Laura Pulido (2000) Rethinking Environmental Racism: White Privilege and Urban Development in Southern California, Annals of the Association of American Geographers, 90:1, 12-40,
This literature by Laura Polido discusses the relationship between environmental hazards and the demographic that faces them. She states how racism is plentiful in poetry, but it isn’t directly stated most of the time. Without a definity of racism, it allows room for speculation of what is and isn’t racist. Her focus area is Los Angeles and she describes how white privilege allows white America to live in cleaner environments while blacks are subjected to industrial cores. There is a clear divide between suburban life and industrial life.
McIntyre-Brewer, M. (2019). Environmental racism throughout the history of economic globalization. AUC Geographica, 54(1), 105-113.

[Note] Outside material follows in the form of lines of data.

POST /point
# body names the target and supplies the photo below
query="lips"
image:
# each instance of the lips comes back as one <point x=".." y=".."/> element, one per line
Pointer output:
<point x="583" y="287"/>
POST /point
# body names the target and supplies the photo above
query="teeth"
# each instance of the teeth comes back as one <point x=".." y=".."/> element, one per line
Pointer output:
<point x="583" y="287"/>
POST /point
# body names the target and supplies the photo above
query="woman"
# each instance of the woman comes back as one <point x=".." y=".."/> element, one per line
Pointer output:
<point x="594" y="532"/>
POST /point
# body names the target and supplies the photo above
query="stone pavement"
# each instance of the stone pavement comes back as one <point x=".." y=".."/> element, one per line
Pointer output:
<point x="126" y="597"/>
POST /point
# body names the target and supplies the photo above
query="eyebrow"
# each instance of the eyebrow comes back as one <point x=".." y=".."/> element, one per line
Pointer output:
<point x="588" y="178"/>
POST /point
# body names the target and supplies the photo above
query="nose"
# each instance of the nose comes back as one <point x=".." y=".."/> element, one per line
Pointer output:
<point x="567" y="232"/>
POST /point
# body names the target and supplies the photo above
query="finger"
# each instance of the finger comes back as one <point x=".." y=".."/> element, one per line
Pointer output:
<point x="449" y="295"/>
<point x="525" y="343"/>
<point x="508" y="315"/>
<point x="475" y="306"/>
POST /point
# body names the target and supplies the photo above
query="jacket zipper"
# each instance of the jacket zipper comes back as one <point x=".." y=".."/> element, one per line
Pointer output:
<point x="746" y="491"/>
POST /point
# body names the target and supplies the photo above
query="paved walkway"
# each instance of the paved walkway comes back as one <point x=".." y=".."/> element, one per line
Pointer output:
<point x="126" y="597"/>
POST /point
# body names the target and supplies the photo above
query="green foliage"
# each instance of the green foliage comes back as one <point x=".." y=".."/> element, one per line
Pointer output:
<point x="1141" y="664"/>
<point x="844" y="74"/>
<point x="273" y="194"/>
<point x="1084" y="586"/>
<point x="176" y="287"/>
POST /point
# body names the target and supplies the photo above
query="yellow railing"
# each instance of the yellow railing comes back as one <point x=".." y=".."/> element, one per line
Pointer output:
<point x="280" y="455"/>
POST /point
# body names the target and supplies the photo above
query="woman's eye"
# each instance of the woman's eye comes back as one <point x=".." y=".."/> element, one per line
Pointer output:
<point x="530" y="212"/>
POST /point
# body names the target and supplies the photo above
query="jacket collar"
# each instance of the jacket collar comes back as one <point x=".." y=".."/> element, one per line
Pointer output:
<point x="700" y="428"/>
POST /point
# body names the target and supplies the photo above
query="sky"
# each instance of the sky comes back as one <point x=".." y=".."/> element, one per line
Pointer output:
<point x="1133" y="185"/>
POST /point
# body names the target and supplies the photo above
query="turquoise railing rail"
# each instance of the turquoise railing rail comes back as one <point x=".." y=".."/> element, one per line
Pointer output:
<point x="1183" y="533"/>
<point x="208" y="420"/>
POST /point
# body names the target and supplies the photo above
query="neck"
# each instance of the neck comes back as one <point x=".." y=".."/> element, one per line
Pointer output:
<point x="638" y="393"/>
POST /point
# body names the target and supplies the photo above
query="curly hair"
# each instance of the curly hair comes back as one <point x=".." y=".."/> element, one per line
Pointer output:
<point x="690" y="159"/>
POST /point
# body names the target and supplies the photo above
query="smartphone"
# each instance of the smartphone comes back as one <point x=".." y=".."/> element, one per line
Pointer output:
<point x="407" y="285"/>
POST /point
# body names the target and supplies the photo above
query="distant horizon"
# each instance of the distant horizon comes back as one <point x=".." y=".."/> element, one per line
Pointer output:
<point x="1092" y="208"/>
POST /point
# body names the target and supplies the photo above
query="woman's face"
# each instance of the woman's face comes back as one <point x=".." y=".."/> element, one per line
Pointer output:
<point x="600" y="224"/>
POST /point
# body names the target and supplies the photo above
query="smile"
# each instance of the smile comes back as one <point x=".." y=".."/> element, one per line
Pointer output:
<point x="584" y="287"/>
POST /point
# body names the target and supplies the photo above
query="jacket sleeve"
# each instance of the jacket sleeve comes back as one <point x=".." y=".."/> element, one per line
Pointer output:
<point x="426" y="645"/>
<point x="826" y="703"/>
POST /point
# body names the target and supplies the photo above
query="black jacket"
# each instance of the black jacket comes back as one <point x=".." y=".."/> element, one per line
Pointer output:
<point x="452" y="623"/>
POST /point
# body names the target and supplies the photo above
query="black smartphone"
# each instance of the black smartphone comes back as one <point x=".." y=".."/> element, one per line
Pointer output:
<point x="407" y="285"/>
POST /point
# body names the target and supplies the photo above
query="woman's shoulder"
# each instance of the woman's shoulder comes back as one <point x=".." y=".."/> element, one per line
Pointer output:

This literature by The Lancet Planetary Health tackles the racial injustices within minority communities. The injustices vary between direct prejudices and institutional biases which causes the majority to live in green spaces while the minority live in polluted areas. This article highlights problems along Uniontown, Alabamama and Cancer Alley in Louisiana, both affected by a deal of pollution in minority communities. It goes on to say pollution isn’t the only factor, and minorities often live in floodplains or areas open to extreme weather. There is a counter argument to environmental racism and the claim of it just being poverty. The lines of poverty and minorities shouldn’t be separated since many minorities live in poverty inevitably.